Helicopter Money : arme de la prochaine récession ?

04 juin 2019

Nous voilà de retour à la crainte du prochain ralentissement ou récession, à chaque fois que le marché actions se met à tanguer et que la courbe des taux s’inverse. Le marché nous a donné raison sur notre dernière lettre du 27 avril qui avait titré « Le marché US surévalué de 9% selon nos modèles » quand l’indice S&P 500 affichait 2 940 points. L’indice a clôturé à 2 752. Il a fallu l’aggravation de la guerre commerciale avec la Chine pour déclencher un retour aux réalités. Et l’escalade continue avec des nouvelles menaces proférées chaque jour. Au lieu de faire front commun avec l’Europe, qui elle aussi se laisse berner par les chinois, Trump se prépare à l’attaquer. L’impact de cette guerre commerciale se fait sentir en bourse où la distribution spécialisée s’effondre face à la hausse des tarifs et où l’informatique voit ses exportations baisser sous l’effet de l’embargo et de la baisse de la demande. Face aux craintes de ralentissement et de retrait des capitaux de la bourse, les taux longs se sont effondrés aux US, ainsi qu’en Europe où les taux allemands sont négatifs jusqu’à 15 ans ! Le 30 ans américain s’est établi à 2.58%, la courbe s’est inversée jusqu’à 3 ans et le marché semble ORDONNER à la Fed de baisser rapidement ses taux, alors que la bonne santé de l’économie voudrait qu’on les hausse. Malgré un bilan de la BCE qui a gonflé à 4.7 trillions € (61% du PIB de la zone) et des taux négatifs, l’économie n’a jamais réussi à repartir. La BCE dit qu’elle a encore d’autres instruments dans sa boîte à outils si elle doit faire face à un ralentissement marqué ou à une récession : serait-ce l’utilisation de l’Helicopter Money dont elle trouve l’idée « intéressante » ?

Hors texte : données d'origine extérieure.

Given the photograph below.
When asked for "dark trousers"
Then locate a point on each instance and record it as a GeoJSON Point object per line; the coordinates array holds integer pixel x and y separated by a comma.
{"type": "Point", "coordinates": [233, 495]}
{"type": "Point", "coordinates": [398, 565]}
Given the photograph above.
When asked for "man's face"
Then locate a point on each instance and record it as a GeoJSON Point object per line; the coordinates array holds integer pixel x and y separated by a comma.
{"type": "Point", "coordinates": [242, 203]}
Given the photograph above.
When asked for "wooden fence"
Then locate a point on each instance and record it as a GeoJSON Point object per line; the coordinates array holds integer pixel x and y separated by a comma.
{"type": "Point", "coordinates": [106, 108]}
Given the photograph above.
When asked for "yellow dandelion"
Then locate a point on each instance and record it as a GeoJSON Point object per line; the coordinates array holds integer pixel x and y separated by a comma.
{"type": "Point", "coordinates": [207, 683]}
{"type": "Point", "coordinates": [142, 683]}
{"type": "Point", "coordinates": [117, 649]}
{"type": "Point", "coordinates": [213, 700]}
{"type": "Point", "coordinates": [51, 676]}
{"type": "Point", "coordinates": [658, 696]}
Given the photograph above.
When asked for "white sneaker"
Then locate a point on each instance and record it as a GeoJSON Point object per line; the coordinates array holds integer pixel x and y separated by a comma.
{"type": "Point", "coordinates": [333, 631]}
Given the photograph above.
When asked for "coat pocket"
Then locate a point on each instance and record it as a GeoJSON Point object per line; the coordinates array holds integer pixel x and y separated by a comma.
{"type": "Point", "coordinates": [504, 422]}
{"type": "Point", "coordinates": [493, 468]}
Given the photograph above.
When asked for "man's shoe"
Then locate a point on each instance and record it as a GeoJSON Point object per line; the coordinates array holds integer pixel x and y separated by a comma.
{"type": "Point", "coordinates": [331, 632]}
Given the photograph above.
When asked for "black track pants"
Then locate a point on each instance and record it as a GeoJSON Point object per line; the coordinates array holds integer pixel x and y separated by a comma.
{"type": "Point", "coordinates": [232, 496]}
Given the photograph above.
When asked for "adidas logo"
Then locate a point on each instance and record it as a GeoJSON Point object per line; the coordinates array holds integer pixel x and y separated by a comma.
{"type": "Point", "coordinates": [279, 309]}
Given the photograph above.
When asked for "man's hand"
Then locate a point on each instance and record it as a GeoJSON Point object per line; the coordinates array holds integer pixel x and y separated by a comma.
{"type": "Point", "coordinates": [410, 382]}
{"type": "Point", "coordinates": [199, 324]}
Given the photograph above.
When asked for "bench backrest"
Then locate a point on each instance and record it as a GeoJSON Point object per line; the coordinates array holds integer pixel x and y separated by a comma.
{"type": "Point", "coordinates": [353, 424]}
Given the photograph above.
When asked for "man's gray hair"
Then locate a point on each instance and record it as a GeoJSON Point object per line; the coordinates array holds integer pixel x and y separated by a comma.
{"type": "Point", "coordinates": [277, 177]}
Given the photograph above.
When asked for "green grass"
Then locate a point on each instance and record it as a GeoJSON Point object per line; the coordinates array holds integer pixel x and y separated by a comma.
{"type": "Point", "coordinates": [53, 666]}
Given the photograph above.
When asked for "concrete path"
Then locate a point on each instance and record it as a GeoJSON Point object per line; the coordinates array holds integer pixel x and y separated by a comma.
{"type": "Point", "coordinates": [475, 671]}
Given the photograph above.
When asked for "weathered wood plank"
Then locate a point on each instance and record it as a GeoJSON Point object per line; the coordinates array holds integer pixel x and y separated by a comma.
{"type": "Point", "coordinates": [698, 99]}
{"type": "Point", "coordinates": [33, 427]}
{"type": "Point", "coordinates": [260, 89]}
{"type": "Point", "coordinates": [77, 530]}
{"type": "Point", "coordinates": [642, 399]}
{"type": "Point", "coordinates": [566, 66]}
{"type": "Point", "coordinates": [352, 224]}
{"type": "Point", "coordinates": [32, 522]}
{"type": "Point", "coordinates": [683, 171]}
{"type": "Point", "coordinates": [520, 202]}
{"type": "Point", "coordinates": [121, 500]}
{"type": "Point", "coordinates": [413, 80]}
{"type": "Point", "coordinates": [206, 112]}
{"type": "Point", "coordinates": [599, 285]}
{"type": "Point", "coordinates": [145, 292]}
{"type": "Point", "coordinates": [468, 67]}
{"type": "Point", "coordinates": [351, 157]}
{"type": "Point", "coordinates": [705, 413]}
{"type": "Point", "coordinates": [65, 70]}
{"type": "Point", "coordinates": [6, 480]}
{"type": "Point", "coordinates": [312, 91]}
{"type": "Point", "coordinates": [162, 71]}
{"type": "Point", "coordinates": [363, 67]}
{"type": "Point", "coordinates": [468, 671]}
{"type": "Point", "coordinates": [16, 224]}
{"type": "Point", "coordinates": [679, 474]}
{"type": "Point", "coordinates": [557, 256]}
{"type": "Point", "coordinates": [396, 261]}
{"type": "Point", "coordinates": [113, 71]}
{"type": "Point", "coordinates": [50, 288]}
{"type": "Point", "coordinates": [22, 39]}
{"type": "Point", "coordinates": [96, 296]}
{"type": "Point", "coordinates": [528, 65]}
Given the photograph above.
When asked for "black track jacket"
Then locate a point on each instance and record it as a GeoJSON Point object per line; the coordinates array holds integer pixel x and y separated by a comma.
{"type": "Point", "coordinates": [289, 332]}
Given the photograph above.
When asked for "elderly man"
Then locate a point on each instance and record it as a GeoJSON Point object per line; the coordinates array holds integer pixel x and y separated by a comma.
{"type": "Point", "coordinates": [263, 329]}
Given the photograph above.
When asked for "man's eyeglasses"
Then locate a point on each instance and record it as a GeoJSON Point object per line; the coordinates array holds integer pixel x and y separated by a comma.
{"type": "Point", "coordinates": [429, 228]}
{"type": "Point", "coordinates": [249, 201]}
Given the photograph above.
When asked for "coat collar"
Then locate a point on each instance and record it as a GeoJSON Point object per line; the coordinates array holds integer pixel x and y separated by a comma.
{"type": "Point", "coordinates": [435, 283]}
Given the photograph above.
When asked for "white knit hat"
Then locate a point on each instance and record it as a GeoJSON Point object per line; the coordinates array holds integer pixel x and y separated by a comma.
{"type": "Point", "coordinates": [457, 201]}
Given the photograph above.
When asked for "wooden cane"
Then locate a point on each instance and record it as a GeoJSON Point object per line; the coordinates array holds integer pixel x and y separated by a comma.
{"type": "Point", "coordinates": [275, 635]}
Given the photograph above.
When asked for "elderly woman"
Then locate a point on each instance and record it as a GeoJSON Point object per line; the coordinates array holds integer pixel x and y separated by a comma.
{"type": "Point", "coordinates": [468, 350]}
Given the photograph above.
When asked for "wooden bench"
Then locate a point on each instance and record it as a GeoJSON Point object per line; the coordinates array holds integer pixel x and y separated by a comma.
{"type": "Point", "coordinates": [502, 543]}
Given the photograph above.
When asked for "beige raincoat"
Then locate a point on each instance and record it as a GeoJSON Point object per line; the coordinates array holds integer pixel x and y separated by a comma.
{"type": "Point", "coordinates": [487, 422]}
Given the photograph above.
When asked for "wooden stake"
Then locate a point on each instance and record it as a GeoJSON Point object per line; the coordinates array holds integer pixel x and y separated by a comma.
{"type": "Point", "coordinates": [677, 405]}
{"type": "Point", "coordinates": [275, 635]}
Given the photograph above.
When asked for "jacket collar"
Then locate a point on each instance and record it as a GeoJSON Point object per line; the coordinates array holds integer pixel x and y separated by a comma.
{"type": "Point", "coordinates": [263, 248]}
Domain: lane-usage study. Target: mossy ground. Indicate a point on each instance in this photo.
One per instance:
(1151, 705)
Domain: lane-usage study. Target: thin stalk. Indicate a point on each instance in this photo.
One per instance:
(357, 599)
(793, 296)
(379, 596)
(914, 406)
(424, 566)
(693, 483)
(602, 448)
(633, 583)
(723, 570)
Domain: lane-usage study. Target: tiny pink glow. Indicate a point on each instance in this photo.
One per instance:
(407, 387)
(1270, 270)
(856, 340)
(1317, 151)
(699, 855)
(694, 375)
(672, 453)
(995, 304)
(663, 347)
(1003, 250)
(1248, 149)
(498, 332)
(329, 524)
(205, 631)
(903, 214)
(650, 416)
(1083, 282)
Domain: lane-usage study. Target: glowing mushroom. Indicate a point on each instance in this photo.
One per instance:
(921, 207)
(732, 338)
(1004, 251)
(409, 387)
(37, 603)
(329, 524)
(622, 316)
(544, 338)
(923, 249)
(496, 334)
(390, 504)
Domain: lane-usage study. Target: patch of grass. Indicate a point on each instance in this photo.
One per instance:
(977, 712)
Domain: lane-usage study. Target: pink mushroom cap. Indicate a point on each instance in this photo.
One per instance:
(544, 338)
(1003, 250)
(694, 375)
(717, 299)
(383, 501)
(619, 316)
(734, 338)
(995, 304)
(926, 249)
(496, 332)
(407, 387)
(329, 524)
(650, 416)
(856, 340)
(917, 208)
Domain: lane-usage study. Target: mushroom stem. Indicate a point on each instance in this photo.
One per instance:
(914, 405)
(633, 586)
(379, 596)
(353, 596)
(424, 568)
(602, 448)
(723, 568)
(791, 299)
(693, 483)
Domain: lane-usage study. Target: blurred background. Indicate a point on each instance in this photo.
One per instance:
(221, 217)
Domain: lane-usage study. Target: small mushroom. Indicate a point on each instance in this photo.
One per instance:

Un largage de 50€ par mois et par adulte coûterait 160Mds € face à un bilan stérile de 4700 Mds et pourrait booster l’économie de plus de 1% avec des retombées fiscales inespérées au niveau des Etats. Plus le pays est pauvre, plus cette manne serait appréciée. Un tel coup d’éclat réconcilierait les citoyens avec l’institution tellement critiquée. Contrairement au Q/E où l’argent est resté confiné dans les banques pour finir chez les plus riches, la distribution directe de subventions aux ménages relancerait la consommation et les anticipations d’inflation. Aux États-Unis, le Q/E a reflaté les actifs financiers où les actions ont progressé en moyenne de 12% sur les 10 dernières années et Trump n’a fait qu’accélérer le phénomène avec sa réforme fiscale qui a creusé encore plus les inégalités. L’écart énorme entre la rémunération du capital et celui du travail atteint un niveau de rupture que les lois du marché devront corriger.

Les indicateurs macro-économiques montrent une grande stabilité avec la croissance mondiale inchangée à 2.9% cette année. L’indicateur avancé ISM aux États-Unis est le seul qui marque une rapide dégradation dans le secteur manufacturier et des services. Sous la crainte d’un ralentissement de la demande, le prix du baril s’est littéralement effondré de 19% de son plus haut, pour le bonheur des gilets jaunes. Nous constatons également une grande stabilité dans les prévisions de profits avec une hausse attendue de 2.1% cette année pour le S&P 500. Du fait de la baisse des marchés, les P/E de l’indice ont passablement baissé à 16.6x 2019 et 15.1x 2020.

Notre valorisation du S&P 500 a fortement augmenté sous l’effet de la forte baisse des taux et ressort à 2 993 points pour fin 2019. Elle s’établit à 2 785 points si les taux reviennent à 3% dans le scénario d’un retour au calme sur la guerre commerciale. Dans un scénario de récession modérée, l’objectif de cours instantané ressort à 2 666 points pour des taux longs qui baisseraient encore à 2.5%, soit encore 100 points en dessous des cours actuels. Nous préconisons comme stratégie de se repositionner partiellement sur ce cours car le marché risque d’exagérer la baisse. Nous maintenons notre décision d’être exposés en dessous de notre benchmark (35% au lieu de 40% dans notre cas). Le marché européen semble attractif avec des taux très bas, mais il reste dépendant de l’évolution de Wall Street.